I wondered: how did Lu Wilson come up with the underlying function? It seemed magical. This puzzling revelation made me realize it wasn’t just about the UI—there was a deeper principle at play.

Form follows function

In the subsequent months, I kept turning it over in my head. The key lay with the opening quote.

When you figure out the low-level stuff, the UI all falls into place.

It wasn't until a drive while I was listening to Paul Graham's A Taste for Makers that I made the connection. The CellPond talk was a demonstration of the oft-repeated adage of "form follows function." Here's the relevant excerpt:

In art, the highest place has traditionally been given to paintings of people. There is something to this tradition, and not just because pictures of faces get to press buttons in our brains that other pictures don't. We are so good at looking at faces that we force anyone who draws them to work hard to satisfy us. If you draw a tree and you change the angle of a branch five degrees, no one will know. When you change the angle of someone's eye five degrees, people notice.

Honestly, I had never thought much about "form follows function." It seems obvious enough when you hear it for the first time. Sure, given an interface, why else would it express anything other than its purpose? It would seem counterproductive otherwise.

It wasn't until I was forced to invent a form did I really understood what it meant. The adage "form follows function" is for those tasked to invent the form, not for when you're given it. In my own words, it's this:

If a design is any good, how something looks, feels, and works is a naked expression of its function, its algebra, its rationality–its underlying nature. To design a form, you should not just come up with it out of thin air. You have to attack the problem obliquely and work out its function first. Once the function–the underlying nature, internal consistency, and algebra–is worked out, the form will fall out as a consequence.

Three faces of function

What I mean by "underlying nature" isn't that it exists independently of human creation; rather, every design is embedded in an environment that shapes its intrinsic properties. The function of anything useful is always in the context of its environment. When we understand the context of a well-designed thing, we understand why it looks the way it does. An animal form reflects its adaptation to the ecological niche in its environment.

By "rationality", I mean some kind of internal consistency. The function of something well-designed will have a certain repeated symmetry. Given a choice of design, it'll consistently use the same thing in as many scenarios as possible. Good game design enables a single item to serve multiple functions. The gravity gun in Half-Life 2 enables players to pick up and launch objects. It's used for turning environmental items into weapons, solving physics-based puzzles, and for navigating hard-to-reach areas. In Minecraft, the water bucket can extinguish fires, create waterfalls for safe descent, irrigate farmland, and serve as a barrier against certain enemies.

By "algebra", I mean a set of rules about how a design's components compose.
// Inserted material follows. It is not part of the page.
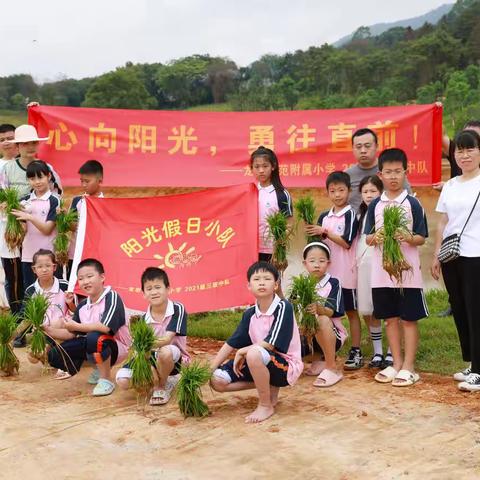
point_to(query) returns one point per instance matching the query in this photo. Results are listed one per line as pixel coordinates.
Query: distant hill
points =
(431, 17)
Most games have a physics engine that computes how objects in a game interact with each other in space. It's a "movement calculator." Legend of Zelda: Breath of the Wild additionally has a chemistry engine that it uses to compute how different materials interact with each other, based on three types of rules. It's a "state calculator." Rule sets constrain the design, but if they're any interesting, in composition they lead to interesting and non-obvious implications. The game of Go can be distilled into three rules, but the implications of the rules explode the considerations of strategy that have fascinated players for a millennia.

In summary, function represents the intangible structure governing the relationships, interactions, and contextual fit of a design’s underlying components. A form can't exist outside of its function, and its function is shaped by its environment. We can observe and interact with the form directly, but not its function. We can exist in the environment, but the function is invisible to us without a lot of work to infer it.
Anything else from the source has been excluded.